In recent years, social media has grown exponentially in its use for health-related purposes and, in turn, has become an untapped data source for health research. Social media data offer the potential to observe and generate valuable insight into patients and caregivers’ concerns and priorities, for no or low cost compared to traditional community-engagement methods such as interviews and focus groups. We intend to create a public data repository from family caregiver online discussion forums to enhance the ability to inform and design family caregiving research. The data will be collected by web-scraping posts and replies from several online forums (AlzConnected, ALSForums, AgingCare, Reddit) and storing it in a database. This will be followed by machine learning and natural language processing to perform sentiment analysis on the text as well as topic modeling. We will also scrape data about the forum users so that future research can explore user-specific research questions. After conducting sentiment analysis, we will use the data to answer various research questions regarding the unmet needs of caregivers, the health of caregivers, and the effects of the pandemic. The data we collect will be adaptable and made public to create opportunities for collaboration in answering future research questions.
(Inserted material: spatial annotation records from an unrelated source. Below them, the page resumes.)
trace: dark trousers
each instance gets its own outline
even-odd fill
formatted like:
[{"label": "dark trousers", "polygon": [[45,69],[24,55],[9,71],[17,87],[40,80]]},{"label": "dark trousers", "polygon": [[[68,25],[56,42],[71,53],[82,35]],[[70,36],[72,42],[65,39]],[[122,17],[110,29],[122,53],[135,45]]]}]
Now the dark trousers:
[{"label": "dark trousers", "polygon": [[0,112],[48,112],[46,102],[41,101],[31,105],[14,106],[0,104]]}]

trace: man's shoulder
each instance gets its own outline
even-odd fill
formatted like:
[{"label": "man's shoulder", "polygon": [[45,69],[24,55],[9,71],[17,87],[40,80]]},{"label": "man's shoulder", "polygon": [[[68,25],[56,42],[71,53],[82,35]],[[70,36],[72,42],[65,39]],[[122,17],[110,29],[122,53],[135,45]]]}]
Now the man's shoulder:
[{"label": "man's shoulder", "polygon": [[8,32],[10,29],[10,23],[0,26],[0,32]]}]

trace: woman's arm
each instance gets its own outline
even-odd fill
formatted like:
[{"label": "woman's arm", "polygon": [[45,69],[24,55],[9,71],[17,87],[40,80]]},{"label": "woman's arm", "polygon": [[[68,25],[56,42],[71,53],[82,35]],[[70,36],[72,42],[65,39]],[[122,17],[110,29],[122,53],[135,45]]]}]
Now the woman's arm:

These packages need to be installed before running the web scrapers:
- Scrapy
- pymongo
- dnspython
pip install scrapy
pip install dnspython
pip install pymongo
The scraped data is written to a MonogoDB database as it is scraped. The credentials for this database need to be provided to the program before running. These credentials will be in the form of a MongoDB Connection String. Once the connection string is obtained, paste it into a file called '''credentials.txt''' and insert it into the ./web_scrapers/web_scrapers directory.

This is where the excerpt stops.